There's really nothing new to report. Everything's the same. My counts haven't come up, most of my rashes are gone, and we are just waiting for my stomach to start wanting food and a couple small rashes to fade away.
I slept a really long time last night, but in segments. Between trips to the bathroom—I have to suppose I still have a bit of a bladder infection—and medicine and vitals, I only sleep 1-2 hours at most. Each time I woke up, however, I was more depressed.
So when the nurse came in this morning and asked how I felt, I told her I felt terrible. I told her there was nothing wrong, I just felt terrible. Everything I put in my mouth tasted like my mouth, and my mouth tastes blah.
The nurse told me I was probably entitled to one blah day.
So I laid down, and I heard that song in my mind: "Count Your Many Blessings; Count Them One by One."
So I did, beginning with my children and my wife, I started counting my blessings, and I immediately started crying. My wife, who had just heard me talking with the nurse, asked what was wrong and came and laid down in the bed next to me. Once I got my voice I told her what I was thinking. We just laid there, and I recounted in my mind all the wonderful adventures I've gotten to live on this earth.
I've never been all that good a person. I've had problems with addictions, and, as a younger man, with a temper that was dangerous. But since the day I met Christ, I've believed that if I turned my life over to him, what he would produce would be far better than anything I could have hoped for. So I've walked away from my own hopes, dreams, and my own use of time, to pursue whatever I believed he was putting in front of me to do.
Boy, has that paid off!
He let me find the church.
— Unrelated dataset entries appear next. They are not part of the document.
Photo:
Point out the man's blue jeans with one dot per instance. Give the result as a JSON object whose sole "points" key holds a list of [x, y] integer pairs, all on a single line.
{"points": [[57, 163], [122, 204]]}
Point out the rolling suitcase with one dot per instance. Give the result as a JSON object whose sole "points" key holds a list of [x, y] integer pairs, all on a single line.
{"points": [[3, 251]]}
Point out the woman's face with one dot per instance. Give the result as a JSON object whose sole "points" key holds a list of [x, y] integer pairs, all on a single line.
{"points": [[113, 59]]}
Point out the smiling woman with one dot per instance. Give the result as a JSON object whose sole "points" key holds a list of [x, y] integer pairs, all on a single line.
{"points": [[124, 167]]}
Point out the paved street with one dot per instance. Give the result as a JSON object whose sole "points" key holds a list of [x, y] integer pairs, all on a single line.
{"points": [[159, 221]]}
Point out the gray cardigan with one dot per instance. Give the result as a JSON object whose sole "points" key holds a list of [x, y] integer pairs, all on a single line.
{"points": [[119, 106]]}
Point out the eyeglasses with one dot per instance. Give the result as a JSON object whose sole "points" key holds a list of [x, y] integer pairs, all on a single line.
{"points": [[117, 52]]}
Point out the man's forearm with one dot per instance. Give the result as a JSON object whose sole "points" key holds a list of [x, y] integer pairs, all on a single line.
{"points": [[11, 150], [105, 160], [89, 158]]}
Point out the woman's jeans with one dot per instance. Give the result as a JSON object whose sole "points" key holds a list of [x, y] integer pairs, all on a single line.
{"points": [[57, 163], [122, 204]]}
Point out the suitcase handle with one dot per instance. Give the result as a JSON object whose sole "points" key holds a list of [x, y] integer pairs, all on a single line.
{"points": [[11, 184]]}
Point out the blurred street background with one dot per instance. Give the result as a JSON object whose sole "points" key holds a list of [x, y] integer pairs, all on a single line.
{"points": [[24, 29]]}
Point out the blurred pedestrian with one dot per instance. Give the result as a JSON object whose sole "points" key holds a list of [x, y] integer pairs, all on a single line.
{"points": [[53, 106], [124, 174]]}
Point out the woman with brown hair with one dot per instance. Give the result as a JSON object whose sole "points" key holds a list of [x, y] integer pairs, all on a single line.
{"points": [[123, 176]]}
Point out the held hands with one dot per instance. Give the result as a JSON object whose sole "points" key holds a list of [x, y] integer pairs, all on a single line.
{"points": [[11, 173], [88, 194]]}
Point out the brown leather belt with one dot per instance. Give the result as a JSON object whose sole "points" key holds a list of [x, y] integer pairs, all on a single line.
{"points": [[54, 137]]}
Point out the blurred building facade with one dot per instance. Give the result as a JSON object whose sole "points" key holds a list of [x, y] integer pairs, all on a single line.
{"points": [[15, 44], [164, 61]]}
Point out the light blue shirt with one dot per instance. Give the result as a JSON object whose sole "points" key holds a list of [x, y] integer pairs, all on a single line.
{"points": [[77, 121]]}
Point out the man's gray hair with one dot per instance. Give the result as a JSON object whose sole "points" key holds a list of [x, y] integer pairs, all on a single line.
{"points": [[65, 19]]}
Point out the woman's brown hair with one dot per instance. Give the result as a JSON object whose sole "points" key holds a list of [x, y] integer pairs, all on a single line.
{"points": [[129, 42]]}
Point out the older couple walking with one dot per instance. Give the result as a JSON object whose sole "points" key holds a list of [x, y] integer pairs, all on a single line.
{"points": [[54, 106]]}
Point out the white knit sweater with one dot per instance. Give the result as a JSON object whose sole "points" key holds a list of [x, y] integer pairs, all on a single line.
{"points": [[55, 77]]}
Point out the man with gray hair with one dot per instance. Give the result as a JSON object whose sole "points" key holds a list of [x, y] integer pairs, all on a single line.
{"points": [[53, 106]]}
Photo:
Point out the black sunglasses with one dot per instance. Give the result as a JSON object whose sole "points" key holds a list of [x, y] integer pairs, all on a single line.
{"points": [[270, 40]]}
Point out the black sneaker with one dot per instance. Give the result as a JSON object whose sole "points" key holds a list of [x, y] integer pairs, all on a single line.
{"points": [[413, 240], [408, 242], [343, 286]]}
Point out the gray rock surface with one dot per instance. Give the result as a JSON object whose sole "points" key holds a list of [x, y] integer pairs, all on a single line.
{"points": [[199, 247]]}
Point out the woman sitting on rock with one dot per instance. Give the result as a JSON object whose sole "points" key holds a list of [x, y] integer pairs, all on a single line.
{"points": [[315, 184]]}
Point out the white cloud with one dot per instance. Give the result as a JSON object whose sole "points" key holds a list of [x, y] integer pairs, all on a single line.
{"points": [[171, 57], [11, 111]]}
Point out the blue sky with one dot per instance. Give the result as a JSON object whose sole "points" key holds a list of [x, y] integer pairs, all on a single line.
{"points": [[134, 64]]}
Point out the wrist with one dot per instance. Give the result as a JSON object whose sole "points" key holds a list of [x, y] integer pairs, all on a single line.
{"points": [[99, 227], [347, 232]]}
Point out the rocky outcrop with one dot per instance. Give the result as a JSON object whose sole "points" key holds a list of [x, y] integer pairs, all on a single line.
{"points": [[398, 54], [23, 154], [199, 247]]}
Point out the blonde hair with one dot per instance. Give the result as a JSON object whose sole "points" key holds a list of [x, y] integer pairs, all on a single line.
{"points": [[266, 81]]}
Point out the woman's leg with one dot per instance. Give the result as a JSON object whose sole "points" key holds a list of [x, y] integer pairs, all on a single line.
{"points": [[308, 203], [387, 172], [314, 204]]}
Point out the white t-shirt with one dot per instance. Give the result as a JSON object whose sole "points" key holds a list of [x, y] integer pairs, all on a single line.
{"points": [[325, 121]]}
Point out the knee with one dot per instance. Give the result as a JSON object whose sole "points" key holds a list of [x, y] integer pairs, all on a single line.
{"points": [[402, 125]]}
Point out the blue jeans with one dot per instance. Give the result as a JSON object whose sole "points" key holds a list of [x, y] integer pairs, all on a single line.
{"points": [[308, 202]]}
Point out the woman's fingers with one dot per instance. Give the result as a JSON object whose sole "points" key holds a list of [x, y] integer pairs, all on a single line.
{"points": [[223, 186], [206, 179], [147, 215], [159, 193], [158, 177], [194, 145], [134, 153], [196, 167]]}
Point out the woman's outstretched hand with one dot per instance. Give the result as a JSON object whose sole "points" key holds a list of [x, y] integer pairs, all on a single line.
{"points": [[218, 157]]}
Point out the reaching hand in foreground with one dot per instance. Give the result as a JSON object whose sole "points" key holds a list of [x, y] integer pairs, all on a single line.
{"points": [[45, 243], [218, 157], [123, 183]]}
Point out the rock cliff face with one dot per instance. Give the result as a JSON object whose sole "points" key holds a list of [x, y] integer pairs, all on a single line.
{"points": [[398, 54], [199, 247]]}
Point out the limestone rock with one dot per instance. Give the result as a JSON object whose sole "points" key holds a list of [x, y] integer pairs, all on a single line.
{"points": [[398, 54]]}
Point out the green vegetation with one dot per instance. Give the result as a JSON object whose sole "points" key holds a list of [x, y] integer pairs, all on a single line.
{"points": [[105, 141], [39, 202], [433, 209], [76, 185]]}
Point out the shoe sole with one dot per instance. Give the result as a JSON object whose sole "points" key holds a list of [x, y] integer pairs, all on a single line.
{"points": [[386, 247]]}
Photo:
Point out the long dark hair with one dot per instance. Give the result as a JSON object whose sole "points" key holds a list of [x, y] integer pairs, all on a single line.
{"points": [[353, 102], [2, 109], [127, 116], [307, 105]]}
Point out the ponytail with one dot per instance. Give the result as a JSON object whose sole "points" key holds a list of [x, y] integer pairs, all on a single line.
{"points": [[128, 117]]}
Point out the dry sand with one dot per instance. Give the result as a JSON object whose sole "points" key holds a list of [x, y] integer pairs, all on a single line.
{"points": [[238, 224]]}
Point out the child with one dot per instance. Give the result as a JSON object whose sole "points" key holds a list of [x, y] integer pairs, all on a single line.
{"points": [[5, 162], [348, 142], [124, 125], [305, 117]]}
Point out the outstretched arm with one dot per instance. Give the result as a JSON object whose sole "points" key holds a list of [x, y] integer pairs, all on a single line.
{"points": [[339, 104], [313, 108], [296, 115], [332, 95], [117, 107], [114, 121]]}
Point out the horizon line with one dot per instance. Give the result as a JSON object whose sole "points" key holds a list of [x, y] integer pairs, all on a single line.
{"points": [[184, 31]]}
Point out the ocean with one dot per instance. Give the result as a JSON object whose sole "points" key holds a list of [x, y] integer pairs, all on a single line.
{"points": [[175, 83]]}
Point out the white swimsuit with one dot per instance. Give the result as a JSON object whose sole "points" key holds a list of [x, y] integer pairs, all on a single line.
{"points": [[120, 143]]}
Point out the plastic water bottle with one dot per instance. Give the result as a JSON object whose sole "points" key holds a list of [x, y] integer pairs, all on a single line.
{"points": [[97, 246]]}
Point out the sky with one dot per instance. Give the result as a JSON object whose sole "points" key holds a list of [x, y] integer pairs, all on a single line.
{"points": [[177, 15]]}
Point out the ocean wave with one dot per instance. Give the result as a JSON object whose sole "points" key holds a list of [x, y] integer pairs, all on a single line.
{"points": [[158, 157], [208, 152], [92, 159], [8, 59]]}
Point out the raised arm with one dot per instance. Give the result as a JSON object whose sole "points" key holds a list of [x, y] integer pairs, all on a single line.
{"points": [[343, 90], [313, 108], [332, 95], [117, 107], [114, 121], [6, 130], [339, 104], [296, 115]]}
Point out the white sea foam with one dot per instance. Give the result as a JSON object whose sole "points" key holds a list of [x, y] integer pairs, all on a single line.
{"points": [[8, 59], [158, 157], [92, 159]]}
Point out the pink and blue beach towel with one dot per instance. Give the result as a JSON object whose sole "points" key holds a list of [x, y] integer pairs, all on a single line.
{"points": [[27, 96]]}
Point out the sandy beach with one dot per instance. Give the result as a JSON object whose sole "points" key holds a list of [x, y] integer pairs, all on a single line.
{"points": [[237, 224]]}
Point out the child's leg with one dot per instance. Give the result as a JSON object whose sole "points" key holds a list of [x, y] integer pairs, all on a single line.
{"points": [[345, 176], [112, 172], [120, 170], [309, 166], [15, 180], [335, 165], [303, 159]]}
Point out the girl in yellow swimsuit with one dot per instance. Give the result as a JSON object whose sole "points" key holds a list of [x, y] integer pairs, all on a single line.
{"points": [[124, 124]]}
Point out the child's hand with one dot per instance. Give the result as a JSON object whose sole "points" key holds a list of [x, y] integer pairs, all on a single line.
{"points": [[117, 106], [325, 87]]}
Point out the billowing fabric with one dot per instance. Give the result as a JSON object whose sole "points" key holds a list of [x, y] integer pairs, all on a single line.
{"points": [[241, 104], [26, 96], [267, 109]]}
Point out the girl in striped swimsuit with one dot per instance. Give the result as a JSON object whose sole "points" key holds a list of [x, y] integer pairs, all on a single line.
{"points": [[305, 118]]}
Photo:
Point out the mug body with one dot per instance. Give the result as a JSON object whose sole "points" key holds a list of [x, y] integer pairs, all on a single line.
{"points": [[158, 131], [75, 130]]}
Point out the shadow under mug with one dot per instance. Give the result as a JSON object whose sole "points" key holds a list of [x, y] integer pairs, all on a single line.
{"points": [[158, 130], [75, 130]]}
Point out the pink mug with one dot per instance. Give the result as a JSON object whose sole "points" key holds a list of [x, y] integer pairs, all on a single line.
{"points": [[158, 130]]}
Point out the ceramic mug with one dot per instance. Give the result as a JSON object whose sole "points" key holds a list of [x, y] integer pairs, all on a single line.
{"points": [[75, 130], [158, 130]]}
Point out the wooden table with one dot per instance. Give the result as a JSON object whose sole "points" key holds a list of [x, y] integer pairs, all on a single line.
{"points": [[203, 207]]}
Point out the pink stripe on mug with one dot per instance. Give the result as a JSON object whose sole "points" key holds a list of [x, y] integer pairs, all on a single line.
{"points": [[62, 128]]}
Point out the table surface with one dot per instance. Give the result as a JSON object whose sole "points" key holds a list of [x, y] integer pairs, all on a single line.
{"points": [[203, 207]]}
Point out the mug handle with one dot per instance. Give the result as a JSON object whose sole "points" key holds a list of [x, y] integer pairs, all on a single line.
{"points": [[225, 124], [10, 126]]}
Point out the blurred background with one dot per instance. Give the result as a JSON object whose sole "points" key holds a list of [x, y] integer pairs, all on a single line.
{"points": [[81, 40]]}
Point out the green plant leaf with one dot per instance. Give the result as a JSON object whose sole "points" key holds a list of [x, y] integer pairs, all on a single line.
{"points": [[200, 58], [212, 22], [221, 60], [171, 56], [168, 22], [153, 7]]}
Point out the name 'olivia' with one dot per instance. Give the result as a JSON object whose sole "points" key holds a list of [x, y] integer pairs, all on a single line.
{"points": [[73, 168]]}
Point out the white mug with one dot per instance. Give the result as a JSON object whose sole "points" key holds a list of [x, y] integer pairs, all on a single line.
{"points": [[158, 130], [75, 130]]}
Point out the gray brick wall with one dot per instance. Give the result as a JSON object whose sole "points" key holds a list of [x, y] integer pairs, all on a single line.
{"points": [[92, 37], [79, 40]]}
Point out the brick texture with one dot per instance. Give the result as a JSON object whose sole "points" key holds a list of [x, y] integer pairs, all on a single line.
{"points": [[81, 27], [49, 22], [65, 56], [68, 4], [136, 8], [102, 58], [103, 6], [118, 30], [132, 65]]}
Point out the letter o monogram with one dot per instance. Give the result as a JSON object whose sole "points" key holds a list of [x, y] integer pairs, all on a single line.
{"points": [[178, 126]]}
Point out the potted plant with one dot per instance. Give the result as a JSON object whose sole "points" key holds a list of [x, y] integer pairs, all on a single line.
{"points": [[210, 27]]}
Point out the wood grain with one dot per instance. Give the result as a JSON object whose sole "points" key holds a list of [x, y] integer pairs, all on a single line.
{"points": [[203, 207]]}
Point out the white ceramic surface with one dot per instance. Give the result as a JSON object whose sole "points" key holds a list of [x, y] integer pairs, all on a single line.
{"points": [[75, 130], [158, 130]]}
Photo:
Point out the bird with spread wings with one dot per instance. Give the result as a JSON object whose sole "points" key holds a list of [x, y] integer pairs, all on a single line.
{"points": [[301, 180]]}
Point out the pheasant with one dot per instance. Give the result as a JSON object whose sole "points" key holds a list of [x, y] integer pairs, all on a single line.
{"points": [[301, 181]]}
He let me live with people who helped me deal with my anger. He showed me the problems with my ideas of righteousness, and I watched as he taught us as a church to learn his righteousness, a righteousness based in love, understanding, and an ability to make a difference in a person's life.
I have a lot to give thanks for. My depression is gone, though I can't say I have any physical energy at the moment.
So, here at Vanderbilt we're hanging out waiting for blood counts to rise, and giving thanks to God for his many blessings.